Karl Nolle, MdL

Sächsische Zeitung, 01.09.2007

Die Regierungskrise ist noch längst nicht ausgestanden

Kommentar von Annette Binninger über die Bankkrise und den Rücktritt von Finanzminister Metz
 
Wieder ein Abgang. Das Landesbank-Desaster hat ein weiteres Opfer. Diesmal mit Finanzminister Horst Metz (CDU) erstmals in der Politik. Und das zu Recht. Auch wenn noch längst nicht alle Schuldfragen geklärt sind in diesem Finanzdebakel für den Freistaat – dass der Finanzminister daran unbeteiligt sein sollte, glaubt wohl keiner.

Der Rücktritt von Metz war überfällig. Obwohl die Opposition ihn seit Tagen gefordert hatte, kam er am Freitag dann aber doch überraschend. „Ich bin krisenfest.“ Dieser erst eine Woche alte Metz’sche Satz verhieß ein stures Festklammern am hoch dotierten Ministerposten. Mit seinem Rücktritt hat Metz die sture Logik durchbrochen, mit der seit Monaten Krisen in der Landesregierung trotzig ausgesessen werden.
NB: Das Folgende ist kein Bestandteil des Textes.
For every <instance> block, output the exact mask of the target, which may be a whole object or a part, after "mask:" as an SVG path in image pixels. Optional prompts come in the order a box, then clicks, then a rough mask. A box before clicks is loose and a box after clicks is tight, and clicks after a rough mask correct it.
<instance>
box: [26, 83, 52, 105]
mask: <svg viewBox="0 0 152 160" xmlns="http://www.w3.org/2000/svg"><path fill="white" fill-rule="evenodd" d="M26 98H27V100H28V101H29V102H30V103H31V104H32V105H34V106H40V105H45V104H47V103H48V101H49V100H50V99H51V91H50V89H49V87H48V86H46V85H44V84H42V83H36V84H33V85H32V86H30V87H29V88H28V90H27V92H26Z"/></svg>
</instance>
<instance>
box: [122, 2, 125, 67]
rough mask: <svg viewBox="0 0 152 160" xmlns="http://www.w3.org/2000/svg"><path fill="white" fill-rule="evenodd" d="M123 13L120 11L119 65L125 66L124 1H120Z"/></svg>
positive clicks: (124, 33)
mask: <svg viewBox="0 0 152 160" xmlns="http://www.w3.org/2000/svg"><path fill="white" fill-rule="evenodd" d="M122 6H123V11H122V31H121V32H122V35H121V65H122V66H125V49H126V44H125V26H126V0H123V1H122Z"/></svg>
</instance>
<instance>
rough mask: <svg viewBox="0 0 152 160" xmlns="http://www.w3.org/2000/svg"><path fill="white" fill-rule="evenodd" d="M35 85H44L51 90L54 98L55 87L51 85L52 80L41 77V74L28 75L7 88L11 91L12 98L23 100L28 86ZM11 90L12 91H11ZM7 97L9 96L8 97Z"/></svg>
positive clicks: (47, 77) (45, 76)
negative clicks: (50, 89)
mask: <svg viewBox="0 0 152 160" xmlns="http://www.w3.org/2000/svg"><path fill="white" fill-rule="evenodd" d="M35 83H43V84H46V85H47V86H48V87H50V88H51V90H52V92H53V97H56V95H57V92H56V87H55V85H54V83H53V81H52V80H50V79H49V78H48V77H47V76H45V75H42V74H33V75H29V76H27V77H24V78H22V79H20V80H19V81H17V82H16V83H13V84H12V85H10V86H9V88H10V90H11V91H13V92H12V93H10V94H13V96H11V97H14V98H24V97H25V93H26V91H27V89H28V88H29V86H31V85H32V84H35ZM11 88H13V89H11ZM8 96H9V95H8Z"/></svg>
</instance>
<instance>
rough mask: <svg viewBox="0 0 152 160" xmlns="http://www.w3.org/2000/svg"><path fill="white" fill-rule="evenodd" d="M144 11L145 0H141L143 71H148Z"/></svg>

Metz hätte wie der durch die Verfassungsschutz-Affäre geschwächte Innenminister Albrecht Buttolo durchaus weiter auf den Schutz von Regierungschef Georg Milbradt bauen können. Der wollte beide unbedingt halten.

Doch Metz ist nicht nur Finanzminister, sondern sollte die Landesbank als Verwaltungsratschef auch kontrollieren. In beiden Funktionen trägt er die politische Verantwortung für das größte finanzpolitische Abenteuer des Freistaats. Dass Metz dennoch nicht länger gewartet und den Termin seines Abgangs selbst gesetzt hat, zumindest dafür gebührt ihm Respekt. Mit seinem frühen Abgang hat er sich vermutlich manches erspart, was Sachsen in den kommenden Monaten an Schreckensmeldungen erst noch bevorstehen könnte.

Das Überleben der Landesbank ist zwar durch den dramatischen Notverkauf an Baden-Württemberg gesichert. Aber die Verluste – jetzt schon gibt es mindestens eine Viertelmilliarde Euro – drücken schwer. Zudem kann derzeit niemand sagen, welche Belastungen noch auf das Land und seine fleißigen Steuerzahler zukommen. Vielleicht muss Sachsen sogar noch etliche Millionen nachschießen. Und die Schlussrechnung des jäh geplatzten Traums von der eigenständigen Landesbank kommt erst noch. Am Ende könnte ein Minus von einigen hundert Millionen Euro stehen. Und die bittere Erkenntnis: Hätte sich Sachsen eher von seiner Landesbank getrennt, sie etwa vor einigen Monaten verkauft, wäre dem Freistaat dieses Finanzdesaster erspart geblieben.

Wir erinnern uns: Vor einer Woche tönten Metz und Milbradt noch, dem Freistaat sei durch den Notverkauf der Landesbank „kein Schaden entstanden“. Ein Satz wie ein Beruhigungspille. Schwer zu schlucken und mit zeitlich äußerst begrenzter Wirkung.Mit dem Rücktritt aller Bank-Vorstände und der Schlüsselfigur Metz darf die Fehlersuche aber jetzt nicht enden. Der Fokus richtet sich nun auf den Verwaltungsrat. Die 20 Mitglieder – darunter Minister, Landräte, Abgeordnete –, hätten auch die Kennzahlen des hoch riskanten Dublin-Geschäfts kennen müssen, das letztlich zum Zusammenbruch der Bank führte. Wohl gemerkt: Sie hätten ihnen vorliegen müssen. Aber konnten sie das komplizierte Kredit- und Auslandsgeschäft einer Großbank auch einschätzen? Hierin könnte außer in persönlichem Versagen einer der Systemfehler liegen.

Noch schwerer hat es ab heute Georg Milbradt. Sein „Schutzschild“ Metz ist weg. Alle weiteren Katastrophen, die der Bank-Verkauf jetzt noch nach sich zieht, treffen ihn jetzt direkt. Mitte September stellt sich der 62-Jährige zur Wiederwahl als CDU-Landeschef. Der Schaden könnte für die Union nicht größer sein. In ihren Kernkompetenzfeldern Innere Sicherheit und Finanzen hat sie ihre Glaubwürdigkeit schwer beschädigt. Und einen Regierungschef, der alleine wirkt, wie unter Schock zu stehen scheint. Die Regierungskrise in Sachsen ist noch längst nicht ausgestanden. Und ihr nächstes Opfer könnte Georg Milbradt heißen, wenn ihn die Partei in zwei Wochen für die Dauer-Misere abstrafen sollte.